In this study, the arc-based additive manufacturing of the aluminum alloy AlMg5Mn was investigated. The controlled and energy-reduced short arc technology in form of the CMT process and its variations, CMT-advanced and CMT-pulse advanced, were applied for this purpose.
In the preliminary tests, the different arc modes CMT, CMT-ADV and CMT-PADV were examined and their influence on the energy input, the near-net shape and the porosity were analyzed by varying the welding speed. For this reason, small volume wall structures were generated. Furthermore, the influence of the number and the ratio of different pole changing cycles in the CMT-ADV process was part of the investigations. Different strategies to avoid the bonding defects and to improve the final contour proximity while reducing porosity were investigated. For this purpose, the welding speed, the wire feed and the shielding gas composition were varied. Compared to the reference structure, only one buildup strategy was able to achieve a simultaneous increase in the final contour proximity and the reduction of porosity. For this purpose, the welding speed was reduced by 50% in the first layer and a mixture of 70% argon and 30% helium instead of pure argon was used within the first two layers.
Subsequently, in the main trials, three large volume wall structures with a total height of 110 mm were built up layer by layer using the arc modes CMT, CMT-ADV and CMT-PADV, and then analyzed regarding geometric properties, porosity, microstructure and mechanical properties tensile strength and hardness. The results are summarized as follows:
  • With CMT-PADV, structures with the least surface irregularity and the highest material utilization in cross-section could be manufactured.
  • With the CMT-ADV process, the most homogeneous wall structure height could be produced, i.e., the wall drop at the beginning or end of the structure is the lowest.
  • The differences in energy input result in shorter cooling times for the CMT-ADV and the CMT-PADV arc mode during the buildup process.

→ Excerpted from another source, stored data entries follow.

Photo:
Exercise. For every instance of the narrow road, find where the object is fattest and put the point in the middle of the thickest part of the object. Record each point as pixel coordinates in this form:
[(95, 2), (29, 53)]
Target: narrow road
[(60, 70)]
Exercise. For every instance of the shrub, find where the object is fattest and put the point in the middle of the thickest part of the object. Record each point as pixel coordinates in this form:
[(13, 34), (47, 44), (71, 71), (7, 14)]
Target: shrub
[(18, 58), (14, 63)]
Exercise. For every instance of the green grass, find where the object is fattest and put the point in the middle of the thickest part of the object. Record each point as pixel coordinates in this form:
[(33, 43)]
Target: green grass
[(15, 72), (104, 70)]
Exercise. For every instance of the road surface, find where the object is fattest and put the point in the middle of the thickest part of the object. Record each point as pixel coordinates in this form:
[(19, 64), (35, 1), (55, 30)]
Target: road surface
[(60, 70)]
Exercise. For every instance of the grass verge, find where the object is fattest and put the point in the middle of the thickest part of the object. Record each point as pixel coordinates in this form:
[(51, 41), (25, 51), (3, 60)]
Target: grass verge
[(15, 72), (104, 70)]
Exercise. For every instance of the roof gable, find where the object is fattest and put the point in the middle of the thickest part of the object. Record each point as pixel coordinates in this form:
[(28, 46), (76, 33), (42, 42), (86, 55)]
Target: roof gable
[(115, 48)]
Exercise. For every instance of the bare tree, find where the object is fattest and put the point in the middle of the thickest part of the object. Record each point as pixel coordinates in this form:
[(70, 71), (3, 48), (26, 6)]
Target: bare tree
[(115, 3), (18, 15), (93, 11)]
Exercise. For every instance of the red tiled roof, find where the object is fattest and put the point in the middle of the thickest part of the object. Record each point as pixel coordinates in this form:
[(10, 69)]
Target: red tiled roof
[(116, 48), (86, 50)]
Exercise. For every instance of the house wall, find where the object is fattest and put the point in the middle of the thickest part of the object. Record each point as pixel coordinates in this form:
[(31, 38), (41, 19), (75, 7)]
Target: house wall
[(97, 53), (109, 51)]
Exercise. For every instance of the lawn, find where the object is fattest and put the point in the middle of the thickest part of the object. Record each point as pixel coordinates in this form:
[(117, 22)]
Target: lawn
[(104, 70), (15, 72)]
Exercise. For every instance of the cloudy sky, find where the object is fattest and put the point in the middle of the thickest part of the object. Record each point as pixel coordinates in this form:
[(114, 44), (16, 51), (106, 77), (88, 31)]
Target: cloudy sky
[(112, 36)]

As a result, the buildup time could be reduced by approx. 22% for the CMT-ADV process and by 33% for the CMT-PADV process compared to the standard CMT process. In addition to the technical or material advantages, this results in a further economic advantage when using the CMT process variations by reducing the buildup time.
  • A strong correlation between the microstructure and the energy input with regard to both the grain size and porosity was shown. The CMT-PADV process achieved the lowest energy per unit length of 1.44 kJ/cm and thus had the finest grain structure. The porosity was reduced to 0.06%.
  • Regarding the hardness in the direction of the buildup, a slight influence of the applied arc mode could be determined. This was in the range of 81.4 HV1 for the CMT and 85 HV1 for the CMT-PADV. Accordingly, the hardness increased slightly with the reduced energy input.
  • About the tensile strength tests, it was shown that the characteristic values fluctuated in the horizontal direction by the value of 294 ± 2 MPa, independent of the arc mode. Due to the porosity concentrating at the layer boundaries, anisotropic properties between the horizontal and the vertical loading direction were observed in the CMT and the CMT-ADV processes. The tensile strength was 26.4 and 19.8 MPa lower in the vertical direction, respectively. In the CMT-PADV mode, an almost isotropic behavior could be concluded with tensile strengths of 294.5 MPa in the horizontal direction and 292.3 MPa in the vertical direction. This was attributed to the lowest porosity and the finest grain structure.

Author Contributions

Conceptualization, M.G. and P.H.; investigation, P.H., Y.A. and J.S.; methodology, P.H., Y.A. and J.S.; project administration, J.P.B.; supervision, J.P.B.; writing—original draft, M.G. All authors have read and agreed to the published version of the manuscript.

Funding

This research received no external funding.

Conflicts of Interest

The authors declare no conflict of interest.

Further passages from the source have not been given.